Well, that was unexpected. That’s not the same as saying “good,” by the by.
Issue: Maestro: War and Pax #5, May 2021
Writer: Peter David
Artists: German Peralta and Javier Pina
The Plot: Dr. Doom and the Maestro face off, but not for the reasons one might suspect.
Commentary: For starters, there was a chance this issue could have been better. It wasn’t, in part, because the Pantheon back-up story made the main story shorter to fit the page count. And that Pantheon story conclusion didn’t do much more than say the Pantheon was smart enough to wipe out the terrorist group in multiple locations at the same time while revealing the leader was a nihilistic and disillusioned former stockbroker, not some cackling madmad supervillain. Really, the back-up was a waste of time.
But the main story showed some potential, first with a reveal I didn’t see coming but that fit in rather well with the sort of character the Maestro is: he and Doom were working together the whole time to take out both the Pantheon and AIM. That was unexpected. Theoretically, both Doom and the Maestro probably could have done that on their own. The Maestro is strong enough and Doom certainly has the resources somewhere that he could have easily vaporized either group, I am sure. I suppose having the pair work together makes all that faster, and if, say, the Pantheon failed to utterly destroy AIM in the end, then at least there’d be a war between both groups. It also helps to demonstrate, from a narrative perspective, how cold and ruthless the Maestro has become that he and Doom were in cahoots the whole time.

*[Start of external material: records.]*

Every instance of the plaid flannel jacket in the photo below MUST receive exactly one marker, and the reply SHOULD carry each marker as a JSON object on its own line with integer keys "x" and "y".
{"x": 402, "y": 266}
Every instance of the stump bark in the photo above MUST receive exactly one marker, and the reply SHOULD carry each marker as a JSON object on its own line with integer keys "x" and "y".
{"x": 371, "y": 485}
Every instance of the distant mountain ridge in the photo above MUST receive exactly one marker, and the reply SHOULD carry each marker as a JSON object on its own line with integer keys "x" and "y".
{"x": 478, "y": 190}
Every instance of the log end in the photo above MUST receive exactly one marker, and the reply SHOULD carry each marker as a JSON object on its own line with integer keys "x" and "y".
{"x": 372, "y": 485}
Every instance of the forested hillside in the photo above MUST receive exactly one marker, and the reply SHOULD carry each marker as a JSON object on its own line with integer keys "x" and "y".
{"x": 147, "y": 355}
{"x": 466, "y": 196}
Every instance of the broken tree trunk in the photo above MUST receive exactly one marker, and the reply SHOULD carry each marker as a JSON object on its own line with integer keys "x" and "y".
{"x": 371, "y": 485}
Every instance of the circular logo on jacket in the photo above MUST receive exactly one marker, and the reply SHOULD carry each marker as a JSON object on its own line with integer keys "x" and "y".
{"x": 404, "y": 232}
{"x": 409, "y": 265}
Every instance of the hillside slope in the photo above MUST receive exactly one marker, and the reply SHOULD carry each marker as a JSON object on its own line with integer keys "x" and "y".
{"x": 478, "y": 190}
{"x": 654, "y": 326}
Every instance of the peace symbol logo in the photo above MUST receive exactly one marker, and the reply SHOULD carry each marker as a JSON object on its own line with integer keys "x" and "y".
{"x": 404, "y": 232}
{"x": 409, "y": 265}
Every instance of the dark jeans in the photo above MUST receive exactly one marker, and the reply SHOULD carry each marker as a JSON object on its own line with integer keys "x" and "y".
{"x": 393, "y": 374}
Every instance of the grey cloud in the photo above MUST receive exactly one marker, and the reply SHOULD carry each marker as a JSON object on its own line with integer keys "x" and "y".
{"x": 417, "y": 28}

And of course they betray each other because why wouldn’t they? Furthermore, both more or less saw it coming.
That just leads to a brawl, one where Doom initially appears to have the Maestro outclassed until the former Hulk retreats to somewhere that has the tech necessary to strip Doom of his armor, leading to perhaps the best exchange in the issue where the Maestro sees Doom’s unmasked face. The Maestro asks if he did that.
Doom replies that Reed Richards did.
Because of course Doom can’t give up a grudge even if his sworn enemy is probably just a pile of dust somewhere.
But really, given the brevity of the main story, all set up to give the subpar Pantheon story a conclusion, there didn’t seem to be much happening here compared to what it could have been doing, especially since the main story ended with someone new entering the field to set up the third and final part of this trilogy of mini-series. There are still a few obstacles left to the Maestro’s total control of the world, and one of them just woke up.
Hopefully there won’t be some back-up stories to make the main stories feel rushed in the last mini-series, but why stop those now?